Wednesday, September 26, 2012

The relevance of my research

The other day one of the undergrads in our lab said that ze didn’t get what the relevance was of the research that I am doing. At first I was kind of annoyed by this, but later I started thinking about the relevance of my research and how to better convey this during lab meetings perhaps. Not to go into too much detail about what I do, I think it’s enough to say that I use animal models to study aspects of psychiatric disorders. And to be honest: on a daily basis I find it much more interesting to find out little pieces of information about how the brain works, then to find the cure for depression for example. But I do realize that to the large public, most funding agencies and to the undergrad in our lab the latter is more important.

But some days I realize extra how important it is that we do research. One of those moments was when Glenn Close talked at SfN in 2010. She talked about how several members of her family were suffering from psychiatric diseases and how this affected their lives. It may have been because I was pregnant, but I was very moved by her presentation and the fact that all those thousands of neuroscientists were there realizing what they are working for. (I know this sounds extremely cheesy, but remember people that I was pregnant and very easily moved to tears).

Yesterday night was another one of those moments. A couple of colleagues and I went to a psychiatric hospital to play bingo with the people who live there. This was initiated by the church that one of my colleagues goes to, but we are planning to do it more often with the lab now too. Before we went we were all kind of nervous; what was it going to be like and what were the people going to say or do? It’s awkward realizing that you can talk about psychiatric disorders on a daily basis, and write in papers what a devastating illness it is, but almost never see an actual patient.

I got there kind of early yesterday and the psychiatric hospital looked a lot different than I thought it would: it was more like a college campus with small buildings here and there instead of a real hospital. It started to get dark and it was quiet and kind of eerie. After everyone had got there and we went inside, the place looked a lot like the psychiatric ward in “One flew over the cuckoo’s nest”. It was a pretty old building and we gathered the people in their dining hall, which had very simple tables and chairs. The people were very happy and excited that we were there, and immediately it wasn’t scary anymore; we started talking to some of them about normal everyday things. Other just sat and stared. 

The reason that we were playing bingo with them is that it is an excuse to give them simple things. Apparently if you are in a state psychiatric hospital, you don’t get toiletries other than hand soap (so no shampoo, no deodorant, no tooth paste) and you barely get any clothes. Many of these people didn’t get a lot of visitors to bring them these things. So we played bingo with them so that they got these things as prices. And we ate cheese puffs with them, because many of them didn’t have enough teeth to eat other snacks. It was both great and sad to see how happy they were with tooth paste, deodorant and our old clothes. And it made us realize that this is what we do our work for: to understand how these people develop psychiatric disorders, and more importantly to maybe one day develop a cure for them.


  1. wow, I had no idea that there were that many restrictions on the stuff to get. I mean, I get that you can't have enormous amounts of stuff but still... is it b/c of money "the state won't pay for it" or for the "safety" aspect?

    As for playing the bingo, sounds like a great thing to do as an outreach/connecting with what you're doing. And esp as a lab. I had similar experience working in the children's clinic seeing the disease I was working on. Makes you a little more grounded, esp when I sat in the animal house 4 am on a sunday taking organs.

    1. I think it's just a matter of money why they have so little things. As I said it's a state psych hospital and the building didn't look very new either...

  2. Great story!

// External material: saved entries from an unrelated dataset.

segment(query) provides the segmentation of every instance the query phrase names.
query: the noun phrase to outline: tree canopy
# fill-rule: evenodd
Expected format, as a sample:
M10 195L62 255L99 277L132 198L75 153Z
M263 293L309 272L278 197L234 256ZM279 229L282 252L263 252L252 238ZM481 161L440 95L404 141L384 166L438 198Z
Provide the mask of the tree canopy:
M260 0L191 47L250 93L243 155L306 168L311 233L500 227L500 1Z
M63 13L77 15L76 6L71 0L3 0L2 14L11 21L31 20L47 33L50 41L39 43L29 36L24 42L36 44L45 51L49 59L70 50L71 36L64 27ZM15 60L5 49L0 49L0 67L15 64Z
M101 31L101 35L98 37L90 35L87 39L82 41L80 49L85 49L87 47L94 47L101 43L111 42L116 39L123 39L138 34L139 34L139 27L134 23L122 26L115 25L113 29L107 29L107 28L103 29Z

I agree, it's so important to step back sometimes and try to get some perspective on what we do. I wish I had more opportunities to do so.

    And for the record, I was bawling my eyes out during Glenn Close's presentation, and I was not (to my knowledge) pregnant. By far the best "neuroscience & society" talk SfN has had since 99, when I started going.

    1. Thanks! And yes, Glenn Close's talk was super impressive. I'm pretty sure I would have cried unpregnant too!

  3. I so know about the overly emotional part about being hugely pregnant. I can barely listen to certain songs on the radio while I'm driving these days ;)

    But how freakin' cool that they got a non-scientist to speak at a conference! What great motivation. So different when you can put it into the context of real people facing a disease vs. just that few paragraphs of boilerplate text you use in the intro of your paper.